FWIW I develop PacBio's HiFi-16S-workflow and are very much interested in understanding problems like this from users.

benjjneb commented 3 days ago

Re: using maxEE of 12, I don't know if that's a good idea. The advantage of going with the ASV approach is that you get a set of ultra-accurate sequences representative of the species in your data. If you're so inclined to make use of all the reads you could just re-map the reads back onto the set of ASV sequences after the DADA2 pipeline, and count the abundance from the alignment. That way at least you don't introduce errors in the ASVs. I'll defer to @benjjneb to comment on whether that's a reasonable approach or not.

Completely agree with this. Another perspective...

What you are trying to get out of 16S sequencing is a measurement of the membership in the microbial community and their relative abundances. The total number of reads that make it through the pipeline is only relevant in the sense that it can affect the accuracy of the measured relative abundances. All else equal, more reads is better because you reduce count noise in low abundance taxa and increase sensitivity to rare (~1 read) taxa. But here all else is not equal. By increasing maxEE dramatically you are keeping less accurate data. In practice, we usually see this leading to less accurate measurements of relative abundances at the end, because the low quality data that is being pushed through the pipeline just adds noise.
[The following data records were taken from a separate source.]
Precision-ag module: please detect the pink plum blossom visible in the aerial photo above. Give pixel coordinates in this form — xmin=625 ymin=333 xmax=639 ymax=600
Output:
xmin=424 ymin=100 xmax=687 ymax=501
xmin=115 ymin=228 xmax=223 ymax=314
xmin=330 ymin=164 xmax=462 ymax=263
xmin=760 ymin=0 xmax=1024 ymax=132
Shorter: The total read counts at the end don't matter, because everything is a relative abundance anyway. So your decisions on questions like this should be based on improving the accuracy of the relative abundance measurements, not on the total number of reads in the final table.

mentorwan commented 3 days ago

Understand the logic for both authors. Thanks so much for insightful comments to our question. We do get additional unique species from less accurate results. We are trying to see if they are useful or not. Maybe it is only false positive hits, but we will check.